Die Untersuchungsdauer beträgt nach Eingang der Abstrichpräparate ein bis zwei Arbeitstage. Bei cito-Untersuchungen erfolgt die Befundübermittlung am dem Eingang des Abstrichpräparats folgenden Arbeitstag in der Regel bis 12 Uhr per Fax. 

Extragynäkologische Zytologie

Die Untersuchungen dienen vorwiegend dem Tumorzellnachweis, der Klassifikation zystischer und solider Raumforderungen verschiedener Organe und des Weichteilgewebes sowie dem Nachweis entzündlicher Veränderungen. Analysiert werden Flüssigkeiten aus Körperhöhlen wie Pleura- und Perikardergüsse, Aszites und Gelenkhöhlenpunktate, ferner Sekrete aus zystischen und pseudozystischen Hohlräumen (z.B. zystische Läsionen der Mamma, der Ovarien und des Weichteilgewebes), Lavage-Flüssigkeiten (bronchopulmonales System, Pleura- und Peritonealhöhle, Douglas-Raum), Körperflüssigkeiten wie Urin und Sputum und Abstriche z.B. von der Mamille oder von der Mund- oder Ösophagusschleimhaut.

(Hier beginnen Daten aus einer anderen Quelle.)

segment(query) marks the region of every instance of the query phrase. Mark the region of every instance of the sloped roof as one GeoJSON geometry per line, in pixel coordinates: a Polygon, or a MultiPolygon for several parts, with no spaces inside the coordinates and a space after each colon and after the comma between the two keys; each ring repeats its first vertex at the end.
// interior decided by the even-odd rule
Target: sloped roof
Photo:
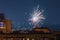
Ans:
{"type": "Polygon", "coordinates": [[[29,33],[50,33],[47,27],[36,27],[33,28],[29,33]]]}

Im Rahmen der Punktionszytologie erfolgen Beurteilungen von Feinnadelpunktaten u.a. aus der Schilddrüse, großen inneren Organen, Lymphknoten und dem Weichteilgewebe.

Die technische Bearbeitung, Registrierung und Versiegelung des Untersuchungsmaterials bzw. der von den übersandten Flüssigkeiten angefertigten Ausstriche oder durch Zytozentrifugentechnik gewonnenen Zellpräparate erfolgt analog zum für die gynäkologische Zytologie beschriebenen Verfahren und dauert einen Arbeitstag nach Materialeingang. Zusätzlich zu der für die gynäkologische Zytologie obligaten Papanicolaou-Färbung werden Präparate der extragenitalen Zytologie abhängig von Material und Herkunft auch nach Pappenheim (May-Grünwald-Giemsa), Giemsa, PAS oder Eisen gefärbt. Im Bedarfsfall werden ergänzende immunzytochemische Färbungen eingesetzt. Die mikroskopische Beurteilung erfolgt obligat durch einen der Fachärzte des Instituts und wird jeweils mit einer diagnostischen Bewertung in Form eines schriftlichen Befundes abgeschlossen.